The debate over the “public option” in health care has been dismaying in many ways. Perhaps the most depressing aspect for progressives, however, has been the extent to which opponents of greater choice in health care have gained traction — in Congress, if not with the broader public — simply by repeating, over and over again, that the public option would be, horrors, a government program.
Washington, it seems, is still ruled by Reaganism — by an ideology that says government intervention is always bad, and leaving the private sector to its own devices is always good.
Call me naïve, but I actually hoped that the failure of Reaganism in practice would kill it. It turns out, however, to be a zombie doctrine: even though it should be dead, it keeps on coming.
Let’s talk for a moment about why the age of Reagan should be over.
First of all, even before the current crisis Reaganomics had failed to deliver what it promised. Remember how lower taxes on high incomes and deregulation that unleashed the “magic of the marketplace” were supposed to lead to dramatically better outcomes for everyone? Well, it didn’t happen.
To be sure, the wealthy benefited enormously: the real incomes of the top .01 percent of Americans rose sevenfold between 1980 and 2007. But the real income of the median family rose only 22 percent, less than a third its growth over the previous 27 years.
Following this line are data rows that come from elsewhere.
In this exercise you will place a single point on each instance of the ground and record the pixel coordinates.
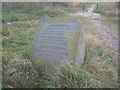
(100, 68)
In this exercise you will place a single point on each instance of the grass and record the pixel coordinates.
(22, 13)
(99, 70)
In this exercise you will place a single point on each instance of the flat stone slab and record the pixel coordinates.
(55, 41)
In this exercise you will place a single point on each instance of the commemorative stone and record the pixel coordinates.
(57, 41)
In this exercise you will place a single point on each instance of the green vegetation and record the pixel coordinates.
(99, 70)
(21, 13)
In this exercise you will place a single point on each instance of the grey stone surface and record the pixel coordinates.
(57, 41)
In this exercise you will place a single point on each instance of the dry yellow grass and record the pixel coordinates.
(91, 39)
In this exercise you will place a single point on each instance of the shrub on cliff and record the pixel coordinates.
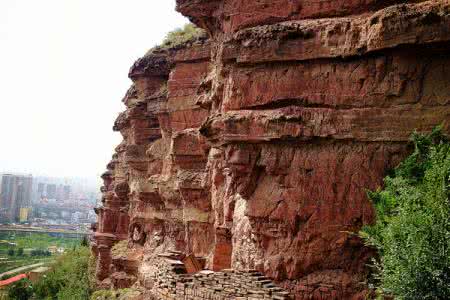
(412, 231)
(180, 37)
(69, 278)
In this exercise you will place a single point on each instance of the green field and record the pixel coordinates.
(34, 248)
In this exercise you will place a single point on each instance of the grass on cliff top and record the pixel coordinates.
(412, 231)
(180, 37)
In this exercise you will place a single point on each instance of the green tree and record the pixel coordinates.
(21, 290)
(69, 278)
(412, 231)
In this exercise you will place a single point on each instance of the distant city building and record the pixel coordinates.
(15, 197)
(41, 189)
(67, 192)
(51, 191)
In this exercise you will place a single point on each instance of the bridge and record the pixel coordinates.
(52, 232)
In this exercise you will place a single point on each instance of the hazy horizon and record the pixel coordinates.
(63, 73)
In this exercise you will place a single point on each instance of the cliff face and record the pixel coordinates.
(254, 149)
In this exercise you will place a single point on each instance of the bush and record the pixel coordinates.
(180, 36)
(412, 231)
(20, 290)
(69, 278)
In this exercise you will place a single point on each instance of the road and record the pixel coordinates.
(24, 268)
(41, 230)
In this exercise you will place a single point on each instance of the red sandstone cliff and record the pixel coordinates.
(253, 149)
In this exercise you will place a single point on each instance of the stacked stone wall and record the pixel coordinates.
(171, 282)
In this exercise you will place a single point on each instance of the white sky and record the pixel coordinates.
(63, 73)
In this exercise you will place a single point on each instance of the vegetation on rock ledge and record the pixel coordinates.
(179, 37)
(412, 231)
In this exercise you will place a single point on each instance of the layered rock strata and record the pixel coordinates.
(254, 149)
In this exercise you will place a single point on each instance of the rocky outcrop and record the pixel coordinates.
(254, 149)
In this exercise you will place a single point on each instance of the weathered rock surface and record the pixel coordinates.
(254, 149)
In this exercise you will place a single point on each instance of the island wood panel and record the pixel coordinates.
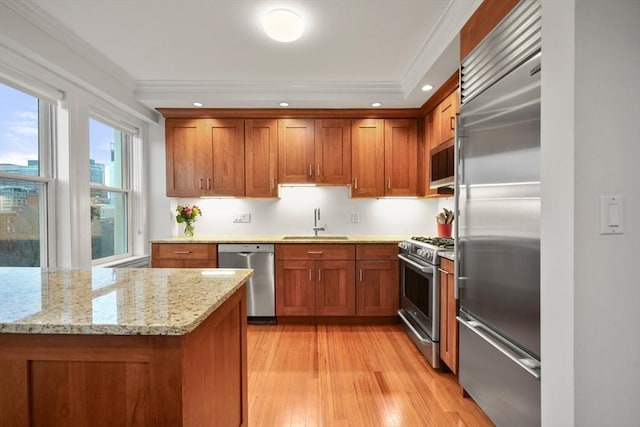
(483, 20)
(335, 290)
(261, 165)
(226, 156)
(333, 151)
(295, 150)
(185, 158)
(107, 380)
(367, 158)
(401, 157)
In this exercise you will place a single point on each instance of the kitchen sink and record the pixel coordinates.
(315, 237)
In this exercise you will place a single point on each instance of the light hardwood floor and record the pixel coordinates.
(336, 375)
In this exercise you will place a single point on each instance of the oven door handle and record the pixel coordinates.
(423, 268)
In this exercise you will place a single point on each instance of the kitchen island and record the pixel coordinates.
(123, 347)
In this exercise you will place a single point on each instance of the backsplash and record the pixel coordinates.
(293, 214)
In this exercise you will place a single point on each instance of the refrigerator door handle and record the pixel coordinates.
(523, 360)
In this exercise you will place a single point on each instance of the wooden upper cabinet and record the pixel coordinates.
(296, 150)
(367, 158)
(333, 151)
(204, 157)
(401, 157)
(184, 156)
(447, 116)
(261, 167)
(226, 139)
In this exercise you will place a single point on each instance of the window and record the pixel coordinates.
(25, 177)
(109, 182)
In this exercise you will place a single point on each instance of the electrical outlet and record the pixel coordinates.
(242, 218)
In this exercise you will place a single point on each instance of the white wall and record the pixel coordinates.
(591, 147)
(292, 213)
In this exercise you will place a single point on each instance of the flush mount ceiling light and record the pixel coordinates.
(283, 25)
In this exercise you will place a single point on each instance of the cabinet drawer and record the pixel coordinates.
(185, 251)
(313, 251)
(377, 251)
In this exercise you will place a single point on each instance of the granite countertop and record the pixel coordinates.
(275, 238)
(112, 301)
Moreover, most of whatever gains ordinary Americans achieved came during the Clinton years. President George W. Bush, who had the distinction of being the first Reaganite president to also have a fully Republican Congress, also had the distinction of presiding over the first administration since Herbert Hoover in which the typical family failed to see any significant income gains.
And then there’s the small matter of the worst recession since the 1930s.
Sevenfold = 700%. Remember that. The top .01 percent of Americans saw their real incomes rise 700% under Ronald Reagan. The rest of us? 22%.
Look: Reagonomics was an abysmal failure.
I don’t know if I’ll survive the Bush Recession. And that thought, that reality, that real fear, keeps me up at night.
Democrats need to grow a pair, as former Governor Howard Dean said recently.
And Reagan-worshipping Republicans need to be voted out of office.